In the first example, we may not add a comma.
How about with more than two adjectives. Continuing with the "red book":
Use the reliable, current red book; forget last year's red book. [It is a red book, first and foremost: a special type. Then it is simultaneously current and reliable.]
Refer to the reliable, current, red book; forget the outdated blue one. [Use the current book which is reliable, and which is identified by its color red.]
The presence or absence of a comma does not resolve everything. For instance:
deep blue swimming pool [Is the color "deep blue", or is it a deep pool that is, like many swimming pools, is blue?]
If we add the comma, we clarify that the second interpretation is intended. If we omit the comma, it remains ambiguous.
In speech, we can say "deep blue" as one word, and leave a pause afterward, but in writing "deep-blue" or "deepblue" would be considered erroneous.

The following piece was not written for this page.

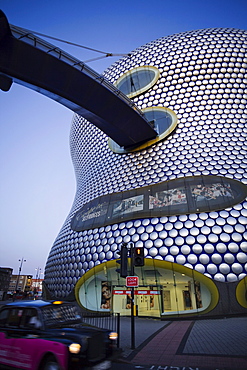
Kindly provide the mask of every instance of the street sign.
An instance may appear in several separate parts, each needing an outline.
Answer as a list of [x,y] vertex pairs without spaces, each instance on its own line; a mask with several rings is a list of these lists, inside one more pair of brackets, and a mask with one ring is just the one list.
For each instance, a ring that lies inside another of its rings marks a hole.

This is one of those situations in which the written language must be restructured to avoid ambiguity, where spoken language doesn't have to.
deep blue colored swimming pool
swimming pool painted deep blue
That brings us to compound adjectives. You can see how the commas are visually helpful in breaking up the clusters of words into chunks:
deep blue colored, round cornered, public swimming pool
Commas are practically mandatory in situations like this; it looks quite bad when written without commas, and far worse with misplaced or inconsistent ones:
* deep, blue colored, round cornered public swimming pool [Now it is deep and blue, which changes the meaning, and what in the world is "round cornered public"?]
? deep blue colored round cornered public swimming pool [Better without commas than with wrong ones; reader can work it out.]
In the first example, the writer confused the reader because he or she started using commas to separate the nouns, creating the expectation that commas are being used consistently and correctly, but then neglected to do so between "cornered" and "public".
Inconsistency and incorrectness with regard to the placement of commas can often be worse than neglect to use commas at all.